Data621_Blog1 - Linear Regression

Introduction

linear regression is a linear approach for modelling the relationship between a scalar response variable \(y\) and one or more explanatory variables (\(x\)). We can also say that linear regression can predict the value of a variable \(y\) by using another variable(\(x\)) or variables. The variable(s) being used to predict \(y\) are called independent variable(s), predictor variables, or features while the variable \(y\) is often referred to as the dependent variable, target variable, or the response variable. Linear Regression is applicable in problems where the response variable is continous in nature. The predictor variables can be quantitative or qualitative.

Simple Linear Regression: This is a type of linear regression problem in which the only one independent variable (only one predictor variable) is used to predict the response variable. The relationship can be given mathematically as: \(y = \beta _{0} + \beta _{1}x_{1} + \epsilon\)

Multivariate Linear Regression: This is an approach to linear regression that uses more than one predictor variables to predict the response variable. This can be written mathematically as: \(y = \beta _{0} + \beta _{1}x_{1} + \beta _{2}x_{2} + \beta _{3}x_{3} + ...+ \beta _{n}x_{n} +\epsilon\)

The goal of the linear regression model is to determine the best parameters \(\beta_{i}\) that best fits the data points. In other words, Linear Regression seeks to obtain the line of best fit for the data points.

Assumptions for Linear Regression

Linearity: There must be a linear relationship between the predictor variable(s) and the response variable. If a linear relationship does not exists, there is no point using a linear regression. Non-Linear relationships can be transformed to a linear relationship and then linear regression can be applied.

Independence of Observations: This means that each observation in the dataset should be independent of one another. This is often difficult to obtain by looking at the dataset itself. The process of data collection is best suited to help us determine whether the data contains independent observations.

Normality of Residuals: The residuals should follow a normal distribution. This can be tested using a histogram or a QQ Plot.

Homoscedacity: This means that there should be constant variance of the residuals. A plot of Fitted Values vs. Residuals can be used to check if the residuals have a constant variance. In the case where there is no constant variance of residuals, the dataset would be said to be heteroscedastic. There are different ways to deal with heteroscedascity such as log transformation or Box-Cox transformation.

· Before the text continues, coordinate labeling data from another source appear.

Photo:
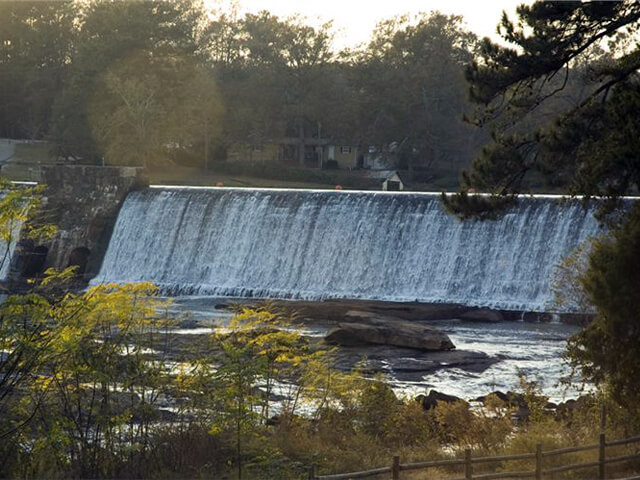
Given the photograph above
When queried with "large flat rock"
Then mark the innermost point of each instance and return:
(366, 328)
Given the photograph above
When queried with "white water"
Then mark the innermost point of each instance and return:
(355, 245)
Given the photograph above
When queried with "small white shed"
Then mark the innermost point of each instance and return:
(389, 179)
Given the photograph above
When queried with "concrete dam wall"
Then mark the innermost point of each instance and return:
(303, 244)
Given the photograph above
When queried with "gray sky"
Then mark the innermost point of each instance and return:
(355, 19)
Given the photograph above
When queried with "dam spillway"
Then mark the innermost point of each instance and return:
(314, 245)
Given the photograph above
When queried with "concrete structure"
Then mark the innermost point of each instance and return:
(389, 179)
(83, 203)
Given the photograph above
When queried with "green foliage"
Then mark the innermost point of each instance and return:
(412, 91)
(559, 71)
(606, 351)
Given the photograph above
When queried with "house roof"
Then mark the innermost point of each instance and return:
(382, 174)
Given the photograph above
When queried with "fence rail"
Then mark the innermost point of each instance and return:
(539, 473)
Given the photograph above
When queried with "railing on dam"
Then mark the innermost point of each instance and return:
(539, 464)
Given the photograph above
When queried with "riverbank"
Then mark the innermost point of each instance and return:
(489, 354)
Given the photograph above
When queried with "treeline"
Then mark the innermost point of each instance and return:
(143, 83)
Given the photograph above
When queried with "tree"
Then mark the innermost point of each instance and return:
(413, 90)
(608, 349)
(35, 42)
(512, 83)
(148, 107)
(591, 148)
(276, 76)
(107, 34)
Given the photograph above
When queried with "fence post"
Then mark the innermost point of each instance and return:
(395, 469)
(601, 459)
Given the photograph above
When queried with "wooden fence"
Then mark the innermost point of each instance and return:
(539, 456)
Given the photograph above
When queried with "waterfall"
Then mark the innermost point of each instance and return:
(306, 244)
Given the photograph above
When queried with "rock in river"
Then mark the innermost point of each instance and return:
(383, 330)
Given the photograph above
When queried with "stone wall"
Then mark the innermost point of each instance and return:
(83, 202)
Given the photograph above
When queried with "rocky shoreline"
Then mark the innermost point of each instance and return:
(404, 342)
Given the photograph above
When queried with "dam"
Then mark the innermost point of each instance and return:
(317, 245)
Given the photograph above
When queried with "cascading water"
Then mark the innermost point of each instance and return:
(273, 243)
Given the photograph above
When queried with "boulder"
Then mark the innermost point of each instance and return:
(380, 330)
(431, 400)
(482, 315)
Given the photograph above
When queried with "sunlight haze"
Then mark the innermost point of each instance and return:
(354, 20)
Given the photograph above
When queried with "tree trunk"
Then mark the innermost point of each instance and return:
(301, 142)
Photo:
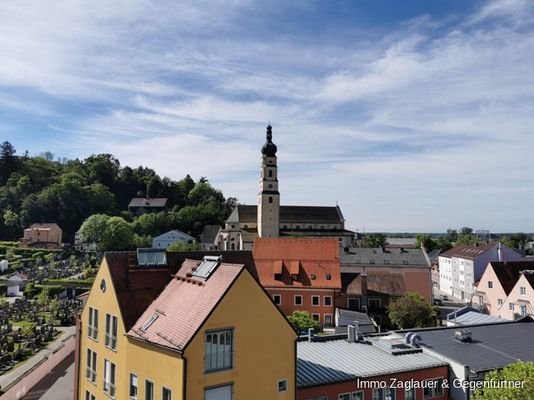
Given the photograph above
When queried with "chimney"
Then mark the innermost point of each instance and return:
(363, 300)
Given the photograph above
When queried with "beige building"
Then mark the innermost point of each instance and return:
(43, 235)
(270, 219)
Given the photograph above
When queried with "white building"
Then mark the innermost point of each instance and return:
(168, 238)
(463, 265)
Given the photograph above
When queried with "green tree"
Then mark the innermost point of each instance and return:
(426, 241)
(93, 228)
(118, 235)
(302, 321)
(374, 240)
(411, 311)
(522, 372)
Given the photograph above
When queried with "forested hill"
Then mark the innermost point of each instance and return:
(39, 189)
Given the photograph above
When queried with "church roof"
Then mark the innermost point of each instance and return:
(295, 214)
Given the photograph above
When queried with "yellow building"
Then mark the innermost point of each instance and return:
(208, 331)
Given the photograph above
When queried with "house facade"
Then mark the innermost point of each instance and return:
(270, 219)
(194, 325)
(373, 277)
(520, 300)
(463, 265)
(169, 238)
(496, 284)
(46, 235)
(300, 274)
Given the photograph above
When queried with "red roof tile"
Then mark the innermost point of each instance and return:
(314, 261)
(181, 309)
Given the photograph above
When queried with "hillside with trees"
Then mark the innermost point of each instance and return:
(67, 192)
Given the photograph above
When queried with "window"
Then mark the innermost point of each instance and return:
(92, 326)
(133, 386)
(433, 389)
(91, 366)
(389, 394)
(523, 309)
(166, 394)
(378, 394)
(111, 331)
(219, 350)
(149, 390)
(218, 393)
(109, 378)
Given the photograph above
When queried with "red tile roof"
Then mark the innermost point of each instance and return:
(173, 319)
(314, 261)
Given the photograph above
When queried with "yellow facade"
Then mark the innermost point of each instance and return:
(105, 301)
(264, 347)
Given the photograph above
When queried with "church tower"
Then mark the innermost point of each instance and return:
(268, 197)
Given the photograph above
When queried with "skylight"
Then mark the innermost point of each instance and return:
(207, 266)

Evaluating the Linear Regression Model

After obtaining the best line of fit using the linear regression model, we often use certain metrics to evaluate how well the model performs. Below are some metrics that can be used to evaluate the performance of a regression model:

R-Squared and Adjusted R-Squared: This tells us the percentage of variations in the response variable that is explained by the predictor variables. This is a relative measure of fit.

Mean Absolute Error (MAE): This is the mean of the absolute value of the difference between the predicted values and the actual values. This tells us the amount of error that we can expect from the predicted values. The MAE is generally less sensitive to outliers. Also, lower values of MAE indicate a better performing model. This has the advantage of being in the same unit as the response variable that makes it easy to interpret.

Mean Square Error (MSE): This is the mean of the square of errors. It is the mean of the square of the difference between the predicted values and actual values. It has the disadvantage of not being in the same unit as the response variable and thus making it hard to interpret.

Root Mean Square Error (RMSE): This is the square root of the mean square error. It is the square root of the mean of squared difference between the predicted value and the actual values. This is an absolute measure of fit and has the advantage of being in the same unit as the response variable thereby making it easy to interpret. Just like MAE, lower values of RMSE indicates a better fit, but it is more sensitive to outliers.

References

Diez, D., Barr, C. D., & Cetinkaya-Rundel, M. (2019). OpenIntro statistics 4th Edition.